Again, that's where we have more insight, we would project, yeah, this timelines roughly. On the capacities that have become or will become online in this space, I think, I guess what you are indicating here is that maybe the capacity utilization will be not that high at the beginning. That's right. For us as a supplier into such processes, that's not necessarily a big topic. What we probably will see indeed that other than we have been seeing during the last few quarters that as you would expect that the demand for systems and instruments, et cetera, has been rather high because no those are not subject to inventory or stocking.

That we might see maybe a little bit more yeah. Let's say kind of uniform demand for both systems and consumables. I'm talking order intake here now or orders, right? For stage revenue, then everything is a little bit more flattened out anyway. Maybe that is what I would expect. In general, I wouldn't say that we see a particular unusual situation in the industry. You always have certain fluctuations of capacity utilizations, and then very often when capacity utilizations are high, a lot of investments are started. Of course, logically, this reduces the average capacity utilization significantly, and then you will see less new capacities being triggered.

I would see us quite in a normal cycle here and would not have, you know, like, at any additional caveats to our expectations here.

Naresh Chouhan
Analyst, Intron Health

Thank you.

Operator

We have a follow-up from Matthew Weston. Mr. Weston, please go ahead.

Matthew Weston
Analyst, Credit Suisse

Thank you very much. Joachim, thanks for your patience with the follow-on. It's just a quick question about client inventory at COVID manufacturers. I'm just curious, if I ordered a great deal of Sartorius inventory for mRNA manufacture, and subsequently, I realized I didn't need it. I was a buyer manufacturer who did make many other things that use Sartorius products. Would you entertain it if I came to you and said, "Would you have it back and I will swap it for stuff that I need for everything else?", or that inventory sits with the customer and there is nothing that you will do about it?

Joachim Kreuzburg
CEO, Sartorius AG

Yeah. Thanks for that question. I think it's a question that quite logically comes to one's mind. I know that there have been some comments made by other players in the industry, you know, the quarters before, that somehow I think left the impression that this was quite a usual, whatever, you know, behavior and kind of negotiation or so. I wouldn't see that very much. The reason is the following. A very significant portion of vaccine manufacturing have been made by CDMO or CMOs. There are, for those products that are standard products, they can typically use them also indeed in other processes.

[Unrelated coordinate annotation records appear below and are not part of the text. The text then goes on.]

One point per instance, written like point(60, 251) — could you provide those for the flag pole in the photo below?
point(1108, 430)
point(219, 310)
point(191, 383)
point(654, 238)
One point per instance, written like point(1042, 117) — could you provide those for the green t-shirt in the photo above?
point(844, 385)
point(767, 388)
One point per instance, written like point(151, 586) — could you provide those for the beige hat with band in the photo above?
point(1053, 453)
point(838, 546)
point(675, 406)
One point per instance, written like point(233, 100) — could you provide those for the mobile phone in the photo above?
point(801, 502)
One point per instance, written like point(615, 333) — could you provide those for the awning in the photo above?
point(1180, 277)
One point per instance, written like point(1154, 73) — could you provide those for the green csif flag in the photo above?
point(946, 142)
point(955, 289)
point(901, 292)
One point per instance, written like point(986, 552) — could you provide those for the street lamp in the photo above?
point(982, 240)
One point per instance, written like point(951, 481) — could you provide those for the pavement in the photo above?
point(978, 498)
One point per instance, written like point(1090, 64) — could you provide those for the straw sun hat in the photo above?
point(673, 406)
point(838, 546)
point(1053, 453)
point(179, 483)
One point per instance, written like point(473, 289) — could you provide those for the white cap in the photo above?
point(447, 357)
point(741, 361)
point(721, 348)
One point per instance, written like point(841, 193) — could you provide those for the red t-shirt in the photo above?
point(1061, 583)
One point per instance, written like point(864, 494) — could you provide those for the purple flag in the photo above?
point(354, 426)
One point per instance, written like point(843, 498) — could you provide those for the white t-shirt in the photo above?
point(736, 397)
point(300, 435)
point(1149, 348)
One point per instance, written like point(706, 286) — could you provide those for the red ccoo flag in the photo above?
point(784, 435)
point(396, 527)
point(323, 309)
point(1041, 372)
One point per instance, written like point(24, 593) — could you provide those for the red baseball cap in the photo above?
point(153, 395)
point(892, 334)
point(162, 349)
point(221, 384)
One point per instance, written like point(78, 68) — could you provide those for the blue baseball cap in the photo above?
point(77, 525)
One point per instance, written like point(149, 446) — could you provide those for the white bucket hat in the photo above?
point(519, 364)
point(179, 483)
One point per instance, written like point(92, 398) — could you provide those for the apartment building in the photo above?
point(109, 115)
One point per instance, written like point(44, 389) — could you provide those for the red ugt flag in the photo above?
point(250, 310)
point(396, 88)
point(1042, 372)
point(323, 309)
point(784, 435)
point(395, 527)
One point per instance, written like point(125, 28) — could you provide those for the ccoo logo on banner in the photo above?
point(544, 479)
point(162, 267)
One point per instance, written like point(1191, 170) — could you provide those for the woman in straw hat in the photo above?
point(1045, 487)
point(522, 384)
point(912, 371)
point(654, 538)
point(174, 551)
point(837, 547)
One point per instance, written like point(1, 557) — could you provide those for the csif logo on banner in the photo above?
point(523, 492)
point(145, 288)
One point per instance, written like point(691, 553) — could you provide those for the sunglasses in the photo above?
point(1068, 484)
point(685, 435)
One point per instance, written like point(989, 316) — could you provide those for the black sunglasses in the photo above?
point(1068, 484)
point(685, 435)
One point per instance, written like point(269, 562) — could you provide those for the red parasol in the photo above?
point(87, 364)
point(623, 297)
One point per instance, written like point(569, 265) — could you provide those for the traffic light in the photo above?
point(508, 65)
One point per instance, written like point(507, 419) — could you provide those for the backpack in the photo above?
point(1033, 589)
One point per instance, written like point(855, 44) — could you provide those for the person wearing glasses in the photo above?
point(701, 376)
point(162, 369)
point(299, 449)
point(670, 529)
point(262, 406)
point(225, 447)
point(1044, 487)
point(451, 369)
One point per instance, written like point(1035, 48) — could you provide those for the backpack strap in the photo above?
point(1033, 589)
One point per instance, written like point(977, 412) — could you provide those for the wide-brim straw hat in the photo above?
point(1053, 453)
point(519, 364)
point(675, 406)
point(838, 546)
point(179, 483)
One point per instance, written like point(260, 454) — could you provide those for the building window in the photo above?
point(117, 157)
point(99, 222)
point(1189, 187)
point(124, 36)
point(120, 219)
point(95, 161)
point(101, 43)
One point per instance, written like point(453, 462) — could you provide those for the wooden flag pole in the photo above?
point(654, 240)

I think that was a comment that was made before, as I just said, by other players. We would also see. Where the products are custom made for that very process, there is no point that we could take them back. Both ways, it's rather not a scenario where we are taking back products.

Matthew Weston
Analyst, Credit Suisse

Okay. Many thanks indeed.

Joachim Kreuzburg
CEO, Sartorius AG

You're welcome.

Operator

Sorry. That was our last question. I hand back to Dr. Kreuzburg for closing comments.

Joachim Kreuzburg
CEO, Sartorius AG

Yeah. Once again, thanks, everyone, for participating in this call and your continuous interest in Sartorius and Sartorius Stedim Biotech. We appreciate that a lot. I think I just close the call by saying that we are looking forward to be in touch, when we will publish our Q1 figures in roughly 12 or 13 weeks from now. Take care. All the very best for everyone. Bye-bye.

Rainer Lehmann
CFO, Sartorius AG

Bye, everybody.

Operator

Ladies and gentlemen, the conference is now concluded and you may disconnect your telephone. Thank you very much for joining, and have a pleasant evening. Goodbye.